While there’s little doubt that social media has changed the game for sales and marketing professionals, many marketers have struggled to use it to drive actual demand for their products and services.
Marketing automation company Eloqua recently released the Grande Guide to Social Demand Generation; an e-book, packed with real world examples, interviews and how-to advice, exploring social media within the context of demand generation.
We spoke to contributor to the e-book, Jesse Noyes, and asked him to reveal some of the top tips provided in the guide, specifically for our readers:
Social Sharing Buttons
These make it easier for leads to push your content to their connections across social networks. You can include them on your website, blog, landing pages, etc. without taking up too much space. Social channels like Facebook, YouTube, Twitter, LinkedIn, Google+, Reddit, and Pinterest, to name a few, all have these buttons.
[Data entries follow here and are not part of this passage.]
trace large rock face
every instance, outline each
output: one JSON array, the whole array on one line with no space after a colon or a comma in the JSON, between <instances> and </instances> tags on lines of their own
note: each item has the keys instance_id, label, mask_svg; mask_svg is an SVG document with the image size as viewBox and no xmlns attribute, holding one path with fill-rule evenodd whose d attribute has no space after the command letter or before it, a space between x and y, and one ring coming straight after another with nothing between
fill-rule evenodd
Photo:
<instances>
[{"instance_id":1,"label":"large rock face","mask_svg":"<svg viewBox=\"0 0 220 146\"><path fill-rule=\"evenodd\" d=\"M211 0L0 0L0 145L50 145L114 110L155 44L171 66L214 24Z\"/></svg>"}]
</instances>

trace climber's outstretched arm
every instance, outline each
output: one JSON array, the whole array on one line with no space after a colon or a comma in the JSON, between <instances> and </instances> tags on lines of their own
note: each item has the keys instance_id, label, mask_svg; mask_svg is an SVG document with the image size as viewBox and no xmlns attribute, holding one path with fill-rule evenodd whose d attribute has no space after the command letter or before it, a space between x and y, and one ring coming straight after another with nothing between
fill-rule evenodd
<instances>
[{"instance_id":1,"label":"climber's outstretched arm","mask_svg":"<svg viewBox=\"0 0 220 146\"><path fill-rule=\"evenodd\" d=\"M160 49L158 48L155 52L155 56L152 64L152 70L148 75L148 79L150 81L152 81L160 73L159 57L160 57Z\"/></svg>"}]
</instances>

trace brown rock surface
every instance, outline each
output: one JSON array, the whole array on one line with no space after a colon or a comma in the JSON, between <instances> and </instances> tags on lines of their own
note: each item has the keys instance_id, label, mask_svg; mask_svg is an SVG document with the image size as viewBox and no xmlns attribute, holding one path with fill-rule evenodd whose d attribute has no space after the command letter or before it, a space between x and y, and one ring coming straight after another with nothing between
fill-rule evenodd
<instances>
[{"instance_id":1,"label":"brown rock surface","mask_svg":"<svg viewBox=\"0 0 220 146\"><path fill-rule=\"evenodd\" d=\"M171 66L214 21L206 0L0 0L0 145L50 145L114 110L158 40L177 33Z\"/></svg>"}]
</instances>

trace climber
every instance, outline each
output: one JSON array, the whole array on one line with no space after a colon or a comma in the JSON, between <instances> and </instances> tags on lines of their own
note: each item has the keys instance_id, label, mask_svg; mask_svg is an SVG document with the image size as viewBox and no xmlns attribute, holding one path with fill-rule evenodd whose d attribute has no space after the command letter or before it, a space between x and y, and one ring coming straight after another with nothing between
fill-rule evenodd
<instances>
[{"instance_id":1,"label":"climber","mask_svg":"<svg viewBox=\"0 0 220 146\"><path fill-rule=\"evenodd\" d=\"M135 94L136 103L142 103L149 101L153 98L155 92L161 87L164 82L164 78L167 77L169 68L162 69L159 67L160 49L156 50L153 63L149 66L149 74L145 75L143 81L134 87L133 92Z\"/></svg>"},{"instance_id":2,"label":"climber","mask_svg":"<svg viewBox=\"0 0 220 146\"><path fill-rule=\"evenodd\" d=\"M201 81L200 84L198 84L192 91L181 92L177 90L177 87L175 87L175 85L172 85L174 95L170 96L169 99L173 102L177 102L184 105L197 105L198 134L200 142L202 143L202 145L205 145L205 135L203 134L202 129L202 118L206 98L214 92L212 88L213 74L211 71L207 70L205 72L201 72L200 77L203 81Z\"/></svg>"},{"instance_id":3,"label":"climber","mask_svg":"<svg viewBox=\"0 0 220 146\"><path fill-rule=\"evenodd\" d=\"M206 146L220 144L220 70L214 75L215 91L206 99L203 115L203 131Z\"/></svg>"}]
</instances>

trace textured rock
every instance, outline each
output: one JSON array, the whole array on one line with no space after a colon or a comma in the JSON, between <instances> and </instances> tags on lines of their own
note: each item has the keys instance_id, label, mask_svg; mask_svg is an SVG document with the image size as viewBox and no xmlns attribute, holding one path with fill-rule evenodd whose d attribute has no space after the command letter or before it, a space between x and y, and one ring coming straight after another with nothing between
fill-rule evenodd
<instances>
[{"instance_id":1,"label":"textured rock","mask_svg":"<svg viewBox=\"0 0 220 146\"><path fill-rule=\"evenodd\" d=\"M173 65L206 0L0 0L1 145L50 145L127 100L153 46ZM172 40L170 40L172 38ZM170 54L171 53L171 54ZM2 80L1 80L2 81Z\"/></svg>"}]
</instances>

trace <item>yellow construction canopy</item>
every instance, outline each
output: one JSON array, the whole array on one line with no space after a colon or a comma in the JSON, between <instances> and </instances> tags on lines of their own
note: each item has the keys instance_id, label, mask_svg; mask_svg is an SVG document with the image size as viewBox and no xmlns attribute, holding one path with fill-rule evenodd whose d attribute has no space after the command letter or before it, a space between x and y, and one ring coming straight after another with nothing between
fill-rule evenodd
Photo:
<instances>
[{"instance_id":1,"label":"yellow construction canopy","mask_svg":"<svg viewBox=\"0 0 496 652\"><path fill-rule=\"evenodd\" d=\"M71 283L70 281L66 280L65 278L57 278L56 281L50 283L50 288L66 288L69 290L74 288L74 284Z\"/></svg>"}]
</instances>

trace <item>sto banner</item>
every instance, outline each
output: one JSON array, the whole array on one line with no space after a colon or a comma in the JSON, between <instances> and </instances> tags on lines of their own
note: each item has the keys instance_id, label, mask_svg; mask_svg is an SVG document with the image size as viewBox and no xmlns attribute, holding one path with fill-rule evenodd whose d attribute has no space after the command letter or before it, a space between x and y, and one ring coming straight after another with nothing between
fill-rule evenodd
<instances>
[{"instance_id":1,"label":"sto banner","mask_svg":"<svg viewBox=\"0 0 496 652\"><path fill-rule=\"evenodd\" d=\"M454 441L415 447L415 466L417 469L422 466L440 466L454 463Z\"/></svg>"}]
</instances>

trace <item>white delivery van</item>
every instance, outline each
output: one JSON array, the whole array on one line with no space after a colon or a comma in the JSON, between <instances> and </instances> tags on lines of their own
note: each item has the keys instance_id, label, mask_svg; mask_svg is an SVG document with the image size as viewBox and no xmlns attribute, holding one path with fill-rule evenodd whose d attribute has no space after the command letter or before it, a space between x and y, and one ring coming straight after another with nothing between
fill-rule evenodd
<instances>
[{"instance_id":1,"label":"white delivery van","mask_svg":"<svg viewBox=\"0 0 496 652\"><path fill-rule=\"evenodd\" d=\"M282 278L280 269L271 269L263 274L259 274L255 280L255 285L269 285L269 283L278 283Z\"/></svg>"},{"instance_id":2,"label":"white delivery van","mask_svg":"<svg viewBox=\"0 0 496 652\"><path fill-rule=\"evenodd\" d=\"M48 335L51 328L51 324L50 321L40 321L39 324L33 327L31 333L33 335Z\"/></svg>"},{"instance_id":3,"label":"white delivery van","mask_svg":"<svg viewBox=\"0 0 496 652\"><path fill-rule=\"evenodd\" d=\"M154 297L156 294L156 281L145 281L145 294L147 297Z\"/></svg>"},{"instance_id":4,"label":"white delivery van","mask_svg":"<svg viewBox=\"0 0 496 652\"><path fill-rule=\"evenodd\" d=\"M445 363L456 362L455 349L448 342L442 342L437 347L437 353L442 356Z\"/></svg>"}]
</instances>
Social sign-on can really cut down barriers to conversion, allowing prospects to skip the long forms you require for a gated offer. You still get the data, but the prospect saves time and effort.
There are social sign-on tools that pull data from platforms like LinkedIn, Facebook and Twitter. This provides valuable data points like associations, skills, and number of connections or followers. You can better segment and score leads, sending relevant content to them based on what association they belong to, their job skills or even by how influential they are.
With social plug-ins prospects can who in their social networks has interacted with your online content. Facebook and Google+ make badges you can add to your website or blog displaying how many people, and who in their network, have endorsed your offer. You can also easily add Twitter lists and searches to landing pages so leads can see the conversations around your content. These relatively simple tools are a cost-effective way to establish trust early on in the discovery and education phase.
Influence Measurement Tools
These come in many shapes and sizes. Brands range from highly specialized to one network (such as Twitter), while others are more expansive. Klout is probably the best known. It grabs data from a variety of social networks (Facebook, Google+, Twitter, YouTube, Instagram, etc.) and assigns a score from 1 to 100 on an individual’s influence on the social Web, as well as who they influence. Other tools like PeerIndex, TweetLevel and PostRank carry out similar functions. This data can be valuable for understanding a lead’s influence on others.
Social monitoring vendors say they can help measure sentiment about your brand. Tools like Radian6 and Vocus, for instance, are used to help monitor what people are saying about particular brands and topics. These tools can be vital for informing the awareness step of social demand generation.